Gene Carbone, VP, Finance and Corporate Secretary, Calavo Growers of California, along with Attorney Mark Brown of Troy and Gould discussed the recent financial struggles of Calavo. Founded in 1923, Calavo has been experiencing a shrinking market share. Non-member business has been an increasing portion of total business volume. They viewed the existing six-year revolving fund financing program as an unending merry-go-round. There was a short-time horizon of members who were maturing in age and many had only small size acreage. One dollar in every $5 in revolving fund balance was held by former members. So in 1996 Calavo decided to allow members to exchange one dollar of revolving fund for one share of stock. Non-member income would be paid out to shareholders, and members could buy other members’ and former members’ shares. Only members can hold shares. This proposal received 97 percent favorable member approval. Four year’s later market share is increasing due to growth in non-member business. Nevertheless, unfortunately the status of Calavo as a cooperative is threatened. Over 50 percent of the business is now non-member business. Once a cooperatives does more than 50 percent of its business with non-members the Capper Volstead protection is lost. Calavo has decided to propose to its membership a plan to convert to a regular C-Corporation. They expect member approval, which if granted, means non-members and employees will be able to own shares. This action will also require SEC registration and lots of business disclosure.
An entirely different approach was taken by Welch’s Foods, Inc. and the continuation of the cooperative status is assured. Thomas E. Callahan, Senior VP of Finance and CFO described Welch’s financial situation three years ago, when there was a near term need for more capital if Welch’s was going to continue growth. Welch’s created a Capital Formation Committee of the board of directors to evaluate the need for capital, to review the available capital options, and to target a recommended course of action. Welch’s could sell to or merge with an outside party, reduce the company’s size to fit the current financial structure, or add additional capital. The potential to sell the business was very high due to the company’s premium brand and market position in juice, jams and jellies.

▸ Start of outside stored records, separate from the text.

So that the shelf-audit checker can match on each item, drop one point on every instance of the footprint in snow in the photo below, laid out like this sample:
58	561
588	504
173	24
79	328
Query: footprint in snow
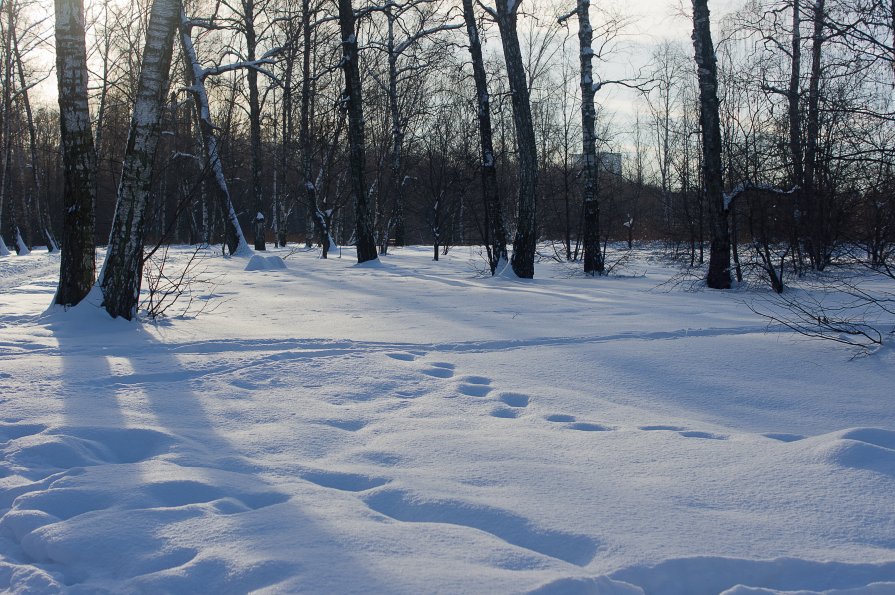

But such a sale would most likely jeopardize grower value. Meanwhile, CoBank was becoming concerned about Welch’s diminished financial flexibility due to a high debt load that threatened its ability to grow. CoBank strongly encouraged a program that would increase Welch’s equity, the use of trust preferred securities. Credit rating agencies and accounting treat trust preferred securities as equity. IRS treats coupon payments as deductible interest expense. Trust preferred securities provide more permanent capital at a reasonable cost premium over similar debt issue. The general terms are: 15 to 30 years, at a rate approximately 125 to 200 basis points above Treasury, generally subordinate to all debt, able to defer interest for some period, often up to 5 years, and are callable at will with "make whole" provisions. Welch’s decided to use trust preferred securities to raise $25 million of equity, and was issued 30-year fixed rate trust preferred securities with the John Hancock Insurance Company.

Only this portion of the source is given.